The patient has excessive fluids, pleural effusion, pulmonary edema, and shortness of breath.
- The first diagnosis involves treating hypertensive chronic kidney disease. The diseases in this category receive the code I12 to code N18 according to the 2014 ICD-10-CM guidelines. The patient receives medications for hypertension in combination with management of renal failure (Cash & Glass, 2010).
- The second diagnosis involves managing hypertensive heart and chronic kidney disease. The diseases and secondary infections under the category of hypertensive heart and chronic kidney disease receive the code range of I13 to I50 (Cash & Glass, 2010).
- Different stages of chronic kidney disease, from mild to severe CKD, receive different treatments and diagnosis. Mild CKD stages get coded as N18.1 while severe CKD get coded as N18.6 (Cash & Glass, 2010).
- Diagnoses of complications that arise due to kidney transplant receive the code Z94.0. Kidney transplant complications are failure or rejection due to the differences in major histocompatibility complex in the immune system (Cash & Glass, 2010).
- Prescription. The patient will continue to use oral Tylenol after every 4 to 6 hours. Peritoneal administration of angiotensin-converting enzyme inhibitors will take place twice daily. In order to lower the cholesterol levels, the patient will consume oral statins once daily (Cash & Glass, 2010).
- Diagnostic testing. Major diagnostic tests the patient should undergo are blood tests, urine tests, imaging tests, biopsy, and dialysis.
- Program oriented education. The patient continuously attends healthy living education sessions in order to acquire knowledge that will be helpful in reduction of complications that may arise due to chronic kidney disease.
- Health promotion/maintenance needs. The patient should frequently consume supplements that will compensate iron deficiency in the blood. Appropriate counseling of the patient is essential to quit smoking and intake of stimulants in order to reduce risks of developing kidney complications.
- Cultural and lifespan considerations. The cultural setup is very supportive of management of CKD. The patient should eat traditional foods that are highly nutritious in iron and protein. The moral support of the community contributes to the healing process of the patient.
- Referrals. Referral indicators in the patient are proteinuria, hematuria, hypertension, and cardiovascular risks.
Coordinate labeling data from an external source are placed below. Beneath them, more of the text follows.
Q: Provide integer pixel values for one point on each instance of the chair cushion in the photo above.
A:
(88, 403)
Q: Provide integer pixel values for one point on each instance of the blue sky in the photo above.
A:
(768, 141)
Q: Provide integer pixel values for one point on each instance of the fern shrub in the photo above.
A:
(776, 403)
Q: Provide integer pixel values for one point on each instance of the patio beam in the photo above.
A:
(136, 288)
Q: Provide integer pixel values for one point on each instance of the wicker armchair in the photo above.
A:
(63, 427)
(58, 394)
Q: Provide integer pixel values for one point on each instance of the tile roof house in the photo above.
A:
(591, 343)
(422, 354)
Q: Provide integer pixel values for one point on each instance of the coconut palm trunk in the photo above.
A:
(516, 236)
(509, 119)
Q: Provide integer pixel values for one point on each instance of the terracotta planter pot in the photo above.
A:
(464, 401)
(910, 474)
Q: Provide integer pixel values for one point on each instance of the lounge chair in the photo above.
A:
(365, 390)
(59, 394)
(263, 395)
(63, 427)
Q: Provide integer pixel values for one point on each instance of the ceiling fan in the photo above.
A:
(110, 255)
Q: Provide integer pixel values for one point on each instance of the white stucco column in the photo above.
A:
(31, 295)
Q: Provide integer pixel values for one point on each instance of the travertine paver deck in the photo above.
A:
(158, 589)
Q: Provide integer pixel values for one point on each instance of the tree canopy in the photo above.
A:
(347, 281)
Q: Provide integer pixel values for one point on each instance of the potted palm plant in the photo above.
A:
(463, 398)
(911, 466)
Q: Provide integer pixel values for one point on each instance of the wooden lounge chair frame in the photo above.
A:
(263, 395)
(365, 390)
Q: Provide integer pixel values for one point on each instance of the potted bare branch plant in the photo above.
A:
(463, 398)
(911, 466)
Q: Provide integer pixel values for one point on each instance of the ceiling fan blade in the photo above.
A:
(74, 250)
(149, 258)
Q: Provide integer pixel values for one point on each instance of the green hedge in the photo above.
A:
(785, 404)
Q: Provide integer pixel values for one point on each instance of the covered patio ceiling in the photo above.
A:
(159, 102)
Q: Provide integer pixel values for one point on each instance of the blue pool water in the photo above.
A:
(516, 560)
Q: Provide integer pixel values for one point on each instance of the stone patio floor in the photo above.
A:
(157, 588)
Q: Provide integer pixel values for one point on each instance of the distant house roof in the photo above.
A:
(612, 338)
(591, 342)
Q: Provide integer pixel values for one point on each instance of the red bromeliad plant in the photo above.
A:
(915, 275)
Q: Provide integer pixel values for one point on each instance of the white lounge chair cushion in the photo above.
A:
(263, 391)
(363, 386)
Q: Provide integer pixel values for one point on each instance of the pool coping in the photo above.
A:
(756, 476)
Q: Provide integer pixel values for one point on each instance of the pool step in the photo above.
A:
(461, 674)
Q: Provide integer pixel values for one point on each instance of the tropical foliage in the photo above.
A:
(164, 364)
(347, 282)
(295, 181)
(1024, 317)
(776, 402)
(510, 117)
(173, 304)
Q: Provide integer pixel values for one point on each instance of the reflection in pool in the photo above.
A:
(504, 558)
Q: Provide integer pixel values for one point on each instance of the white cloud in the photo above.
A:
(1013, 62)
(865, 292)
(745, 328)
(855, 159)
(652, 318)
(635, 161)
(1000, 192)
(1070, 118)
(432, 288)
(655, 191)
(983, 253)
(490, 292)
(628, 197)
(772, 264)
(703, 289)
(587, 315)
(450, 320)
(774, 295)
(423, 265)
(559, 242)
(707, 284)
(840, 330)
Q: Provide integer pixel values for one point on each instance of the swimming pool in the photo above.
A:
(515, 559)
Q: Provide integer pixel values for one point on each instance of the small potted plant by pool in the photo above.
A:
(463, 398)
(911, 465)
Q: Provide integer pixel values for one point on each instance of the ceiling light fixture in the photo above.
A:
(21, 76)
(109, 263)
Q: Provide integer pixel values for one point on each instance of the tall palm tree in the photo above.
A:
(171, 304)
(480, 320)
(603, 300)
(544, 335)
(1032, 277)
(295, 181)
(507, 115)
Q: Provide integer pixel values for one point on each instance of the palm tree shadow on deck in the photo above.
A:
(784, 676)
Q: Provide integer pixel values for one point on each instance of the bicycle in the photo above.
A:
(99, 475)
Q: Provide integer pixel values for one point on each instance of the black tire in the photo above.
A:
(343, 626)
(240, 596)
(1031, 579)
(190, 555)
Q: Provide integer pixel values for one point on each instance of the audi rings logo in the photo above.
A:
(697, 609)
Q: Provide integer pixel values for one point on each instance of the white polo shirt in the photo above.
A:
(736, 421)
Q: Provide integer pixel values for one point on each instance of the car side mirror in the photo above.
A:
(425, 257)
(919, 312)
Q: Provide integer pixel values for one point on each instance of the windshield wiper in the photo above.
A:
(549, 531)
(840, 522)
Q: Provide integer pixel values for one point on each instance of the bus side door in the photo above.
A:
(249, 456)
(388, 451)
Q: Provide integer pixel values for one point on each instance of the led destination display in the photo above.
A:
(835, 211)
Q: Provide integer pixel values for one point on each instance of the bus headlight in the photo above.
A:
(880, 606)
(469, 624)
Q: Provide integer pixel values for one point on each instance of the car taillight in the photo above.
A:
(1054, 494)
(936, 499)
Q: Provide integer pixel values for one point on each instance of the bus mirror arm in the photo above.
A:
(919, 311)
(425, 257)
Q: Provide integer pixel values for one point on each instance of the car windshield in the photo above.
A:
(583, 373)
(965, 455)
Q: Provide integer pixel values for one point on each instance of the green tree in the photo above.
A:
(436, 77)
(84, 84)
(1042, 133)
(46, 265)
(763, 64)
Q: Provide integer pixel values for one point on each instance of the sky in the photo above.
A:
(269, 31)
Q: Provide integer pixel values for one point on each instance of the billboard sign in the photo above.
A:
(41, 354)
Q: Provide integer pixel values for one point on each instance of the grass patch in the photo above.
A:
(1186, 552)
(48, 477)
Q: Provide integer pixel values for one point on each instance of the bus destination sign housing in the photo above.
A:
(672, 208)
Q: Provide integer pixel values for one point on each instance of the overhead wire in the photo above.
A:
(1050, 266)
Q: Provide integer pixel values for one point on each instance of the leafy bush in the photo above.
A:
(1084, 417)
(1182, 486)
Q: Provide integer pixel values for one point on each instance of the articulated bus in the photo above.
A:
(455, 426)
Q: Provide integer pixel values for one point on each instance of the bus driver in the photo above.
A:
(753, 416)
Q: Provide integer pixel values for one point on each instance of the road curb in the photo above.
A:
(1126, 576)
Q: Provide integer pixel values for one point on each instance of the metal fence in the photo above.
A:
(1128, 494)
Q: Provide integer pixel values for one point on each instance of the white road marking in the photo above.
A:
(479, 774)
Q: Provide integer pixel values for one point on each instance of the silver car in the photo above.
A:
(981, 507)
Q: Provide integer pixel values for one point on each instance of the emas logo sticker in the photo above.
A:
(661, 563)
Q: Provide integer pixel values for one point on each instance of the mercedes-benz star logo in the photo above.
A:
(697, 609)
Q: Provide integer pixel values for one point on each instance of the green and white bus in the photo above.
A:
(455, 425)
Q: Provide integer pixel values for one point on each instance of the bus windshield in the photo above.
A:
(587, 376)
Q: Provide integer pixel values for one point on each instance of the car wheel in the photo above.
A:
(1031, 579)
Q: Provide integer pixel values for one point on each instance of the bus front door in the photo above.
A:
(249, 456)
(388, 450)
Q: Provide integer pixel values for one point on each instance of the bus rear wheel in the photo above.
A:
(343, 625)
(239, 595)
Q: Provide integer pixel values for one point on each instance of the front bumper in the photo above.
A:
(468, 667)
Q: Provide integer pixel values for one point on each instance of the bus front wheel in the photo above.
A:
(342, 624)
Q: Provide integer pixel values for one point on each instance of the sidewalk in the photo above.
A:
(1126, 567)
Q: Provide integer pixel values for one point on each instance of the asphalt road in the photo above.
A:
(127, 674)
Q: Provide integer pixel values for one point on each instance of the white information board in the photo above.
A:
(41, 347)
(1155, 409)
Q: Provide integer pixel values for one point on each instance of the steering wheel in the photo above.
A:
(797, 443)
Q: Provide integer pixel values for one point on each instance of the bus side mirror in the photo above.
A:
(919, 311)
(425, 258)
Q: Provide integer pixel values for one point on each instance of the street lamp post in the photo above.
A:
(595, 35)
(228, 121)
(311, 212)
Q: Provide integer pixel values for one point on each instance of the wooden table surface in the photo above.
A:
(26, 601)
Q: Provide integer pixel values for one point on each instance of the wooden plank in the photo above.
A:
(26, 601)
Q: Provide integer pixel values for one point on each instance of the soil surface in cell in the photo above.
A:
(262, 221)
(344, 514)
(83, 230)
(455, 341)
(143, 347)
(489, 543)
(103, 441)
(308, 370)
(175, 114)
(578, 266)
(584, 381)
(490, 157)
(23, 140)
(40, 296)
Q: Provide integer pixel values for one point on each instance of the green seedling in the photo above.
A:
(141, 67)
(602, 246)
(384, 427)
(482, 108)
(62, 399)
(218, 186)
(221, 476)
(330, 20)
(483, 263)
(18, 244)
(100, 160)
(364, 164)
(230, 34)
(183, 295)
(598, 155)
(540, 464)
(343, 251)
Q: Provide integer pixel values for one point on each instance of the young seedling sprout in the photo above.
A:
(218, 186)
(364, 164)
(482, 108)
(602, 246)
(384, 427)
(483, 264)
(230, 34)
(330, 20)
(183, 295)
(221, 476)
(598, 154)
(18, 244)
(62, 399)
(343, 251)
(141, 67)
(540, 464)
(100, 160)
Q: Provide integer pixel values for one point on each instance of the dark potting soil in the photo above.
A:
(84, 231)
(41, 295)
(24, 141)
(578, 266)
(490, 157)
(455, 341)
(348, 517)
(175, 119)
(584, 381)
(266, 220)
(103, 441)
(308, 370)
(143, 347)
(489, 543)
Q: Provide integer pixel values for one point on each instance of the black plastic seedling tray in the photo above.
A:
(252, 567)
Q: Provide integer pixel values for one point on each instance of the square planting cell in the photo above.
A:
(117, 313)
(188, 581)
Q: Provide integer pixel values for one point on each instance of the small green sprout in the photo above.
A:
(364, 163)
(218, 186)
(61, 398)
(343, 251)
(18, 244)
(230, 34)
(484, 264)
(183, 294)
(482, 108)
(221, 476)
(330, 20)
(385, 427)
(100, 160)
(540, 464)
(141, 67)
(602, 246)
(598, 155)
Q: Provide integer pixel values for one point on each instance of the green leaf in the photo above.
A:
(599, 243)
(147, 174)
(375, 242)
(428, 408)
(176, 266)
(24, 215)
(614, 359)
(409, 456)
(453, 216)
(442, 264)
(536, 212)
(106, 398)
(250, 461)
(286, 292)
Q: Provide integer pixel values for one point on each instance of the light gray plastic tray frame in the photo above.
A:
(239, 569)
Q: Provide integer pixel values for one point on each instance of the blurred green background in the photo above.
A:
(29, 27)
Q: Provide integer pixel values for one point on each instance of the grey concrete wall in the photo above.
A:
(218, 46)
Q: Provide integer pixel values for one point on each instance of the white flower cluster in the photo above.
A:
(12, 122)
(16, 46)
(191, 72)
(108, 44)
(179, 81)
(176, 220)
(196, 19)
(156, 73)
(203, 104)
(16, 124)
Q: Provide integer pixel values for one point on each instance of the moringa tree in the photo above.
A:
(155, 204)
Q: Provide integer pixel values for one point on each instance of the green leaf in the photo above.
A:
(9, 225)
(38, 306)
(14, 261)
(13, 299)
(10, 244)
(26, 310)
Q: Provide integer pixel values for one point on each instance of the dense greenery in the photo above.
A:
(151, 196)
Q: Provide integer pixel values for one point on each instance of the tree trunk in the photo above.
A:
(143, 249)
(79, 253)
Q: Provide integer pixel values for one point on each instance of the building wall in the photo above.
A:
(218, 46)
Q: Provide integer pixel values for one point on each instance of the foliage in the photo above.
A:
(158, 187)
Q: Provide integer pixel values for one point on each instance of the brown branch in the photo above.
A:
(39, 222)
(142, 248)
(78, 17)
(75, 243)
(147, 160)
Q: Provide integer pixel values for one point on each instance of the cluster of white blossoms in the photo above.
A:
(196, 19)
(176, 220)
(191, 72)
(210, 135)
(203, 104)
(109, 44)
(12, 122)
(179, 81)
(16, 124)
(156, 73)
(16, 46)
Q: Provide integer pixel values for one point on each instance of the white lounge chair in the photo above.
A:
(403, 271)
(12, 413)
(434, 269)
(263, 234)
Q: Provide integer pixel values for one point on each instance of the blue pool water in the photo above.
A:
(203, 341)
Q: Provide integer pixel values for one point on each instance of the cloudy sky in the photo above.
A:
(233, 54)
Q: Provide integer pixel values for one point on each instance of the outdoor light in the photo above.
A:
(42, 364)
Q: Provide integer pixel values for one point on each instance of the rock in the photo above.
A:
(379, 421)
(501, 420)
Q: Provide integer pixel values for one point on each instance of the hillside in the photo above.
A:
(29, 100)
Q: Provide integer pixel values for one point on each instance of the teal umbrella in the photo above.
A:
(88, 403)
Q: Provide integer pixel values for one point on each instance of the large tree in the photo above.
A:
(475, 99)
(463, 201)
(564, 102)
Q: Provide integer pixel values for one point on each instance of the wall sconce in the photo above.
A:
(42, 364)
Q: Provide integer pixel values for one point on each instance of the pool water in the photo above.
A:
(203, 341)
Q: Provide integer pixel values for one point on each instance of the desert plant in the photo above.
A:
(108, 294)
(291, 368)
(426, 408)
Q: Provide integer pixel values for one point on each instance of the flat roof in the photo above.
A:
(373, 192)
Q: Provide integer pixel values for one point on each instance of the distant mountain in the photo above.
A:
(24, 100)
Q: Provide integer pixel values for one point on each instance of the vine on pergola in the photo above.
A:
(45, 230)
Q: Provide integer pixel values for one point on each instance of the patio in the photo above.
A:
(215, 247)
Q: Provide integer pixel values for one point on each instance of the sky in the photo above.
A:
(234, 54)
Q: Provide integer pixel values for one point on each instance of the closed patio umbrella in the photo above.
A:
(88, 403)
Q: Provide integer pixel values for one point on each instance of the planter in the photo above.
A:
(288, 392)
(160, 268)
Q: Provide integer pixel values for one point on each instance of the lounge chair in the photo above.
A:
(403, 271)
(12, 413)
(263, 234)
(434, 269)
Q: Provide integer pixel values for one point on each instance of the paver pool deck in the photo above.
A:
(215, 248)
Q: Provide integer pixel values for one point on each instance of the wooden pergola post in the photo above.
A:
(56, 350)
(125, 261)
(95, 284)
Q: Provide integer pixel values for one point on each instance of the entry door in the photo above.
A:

- Follow-up plans. Monitoring and follow-up will take place at least six months after the date of pre-visit and diagnosis. The follow-up will adhere to the current procedural terminology (CPT) from the American medical association. The code for evaluation and management of chronic kidney infection will be 99241 for consultations, 99363 for case management, and 50010 for the urinary system examination (Levey et al., 2010).
Cash, J. C., & Glass, C. A. (2010). Family practice guidelines (2nd ed.). New York, NY: Springer Publishing Company.
Levey, A. S., de Jong, P. E., Coresh, J., El Nahas, M., Astor, B. C., Matsushita, K.,… & Eckardt, K. U. (2010). The definition, classification, and prognosis of chronic kidney disease: a KDIGO Controversies Conference report. Kidney international, 80(1), 17-28.
Stevens, P. E., & Levin, A. (2013). Evaluation and management of chronic kidney disease: synopsis of the kidney disease: improving global outcomes 2012 clinical practice guideline. Annals of internal medicine, 158(11), 825-830.